Friday, May 20, 2016

AdTech Storage on Apache HBase, and Apache Phoenix


In this blog, lets talk about  current data platform that uses Apache Phoenix over Apache HBase as a persistent storage for adtech objects


Why HBase and Phoenix?

Apache HBase is well known for its extremely good horizontal scale and strong consistency on atomic row level updates. In addition HBase provides very fast (~ a few ms to hundreds of ms) query performance over very large data set (i.e. ~ >10 billion rows in a table) with proper row key design.  

Even though HBase provides wonderful features, it still introduces considerable challenges and overhead to our developers when used as raw data storage. The low-level and verbose HBase API and byte array oriented schema design is difficult to master and use efficiently. With these challenges in mind, evaluated  a few open source solutions and chosen.


Apache Phoenix strikes a good balances well between supporting complex use cases and consistent horizontal scaling capability for united data sets. It provides a JDBC abstraction layer on top of HBase. In addition it provides richer schema support, secondary index (both global and local index) support, SQL-compliant query language, atomically auto increase sequence, and many other features are still being explored.


With Apache Phoenix and HBase chosen as a storage , can provide a managed REST API layer, Data Services , to support variety of API clients, such as Python, PHP,  Angular, JavaScript/Node.Js. In addition to providing REST layer over Phoenix, it  also provides streaming changes to Apache Kafka topics (For audit and streaming analytic insights, etc.), authentication and authorization system, and metadata discovery and caching facilities.

System Data Flow
Diagram that illustrates a high-level system data flow.
marin-oltp.png
In this blog, discussing only the persistent storage system.
The persistent storage  is layered on top of the open source Apache Phoenix/HBase. The REST service API layer is to expose the underlying high-performance storage to  various services and UI. For complex online analytics queries, built a custom Presto-OLTP connector that streams the underlying Apache Phoenix data into Presto.

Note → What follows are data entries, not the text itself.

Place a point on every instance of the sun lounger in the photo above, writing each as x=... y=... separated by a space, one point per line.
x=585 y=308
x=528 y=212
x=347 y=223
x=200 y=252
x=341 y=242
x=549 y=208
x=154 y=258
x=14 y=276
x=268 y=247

Presto is a very high performing interactive query engine that Facebook open sourced in 2014. For more details about Presto, please refer here


To address some of the performance challenges we had with Apache Phoenix for complex queries, we built the Presto-Phoenix connector to leverage the Presto query engine.

Conclusion
Lessons and practices learned during migration of data platform to Apache Phoenix over HBase for storage:
  • Denormalize your Apache Phoenix data schema to avoid:
    • Joins and FK links between tables on the Phoenix side
    • Group By and other aggregate calc (i.e. Sum, Avg, etc.) on the Phoenix side, instead perform these queries from an analytics engine (i.e. Presto)
    • Sub queries
  • Design the schema focusing on the Primary Keys as Phoenix/HBase prefers to use range scan and skip scan to access the underlying KV stores for performance
  • Design the schema to consider the immutability of the PK. Once a data row key is generated and inserted into HBase, the row key should be always treated as immutable
  • Consider the reasonable salts based on the table cardinality. For high cardinality tables, use salts that are appropriate for the underlying HBase cluster size (i.e.  20% ~ 100% of HBase Region server count). However avoid too many salts for small tables (i.e. tables with less than a couple millions records)
  • Avoid using foreign key references in the primary table. Instead embed related objects (denormalized) into the primary table
  • Avoid filters on the non-PK columns. Instead do queries solely based on the leading PK column values
  • Don't build too many secondary Phoenix indexes over your data table. This will slow down your update throughput which is critical to writes
  • If possible,try to use in conjunction with Phoenix/HBase, other external indexing systems (i.e. SolrCloud, Elasticsearch, etc.) for indexing non-PK columns in a table.
  • Try using Spark or other async job flows to periodically update these external index data stores outside the HBase coprocessor to unblock the HBase process for low latency writes and reads.
  • Do large joins outside the Phoenix context (i.e. use Spark, Presto, etc. for joins)
  • Do aggregates cautiously, and do complex aggregates within an analytics service framework outside of Phoenix (i.e. Spark, Presto, etc.)
  • Try to do your writes through a Phoenix-Spark connector if you are using Spark to write to Phoenix
  • Try to do your writes through batches of a few thousands (i.e. < 20,000 rows) per batch if you need to go through JDBC to write to Phoenix
  • If your batch writes are insertions instead of updates,try to cache and batch sequence ID generations.



Saturday, April 16, 2016

Near Real Time Analytics Store Updates with Spark Streaming on HBase Storage


AdTech customers analyze and redistribute their advertising budget to get the maximum return on investment. Sounds simple. But how to do that for a customer with one million ads? Ten million ads? Within an acceptable time frame? With distributed data ingestion and query system, all the adtech objects in social medium can be serviced.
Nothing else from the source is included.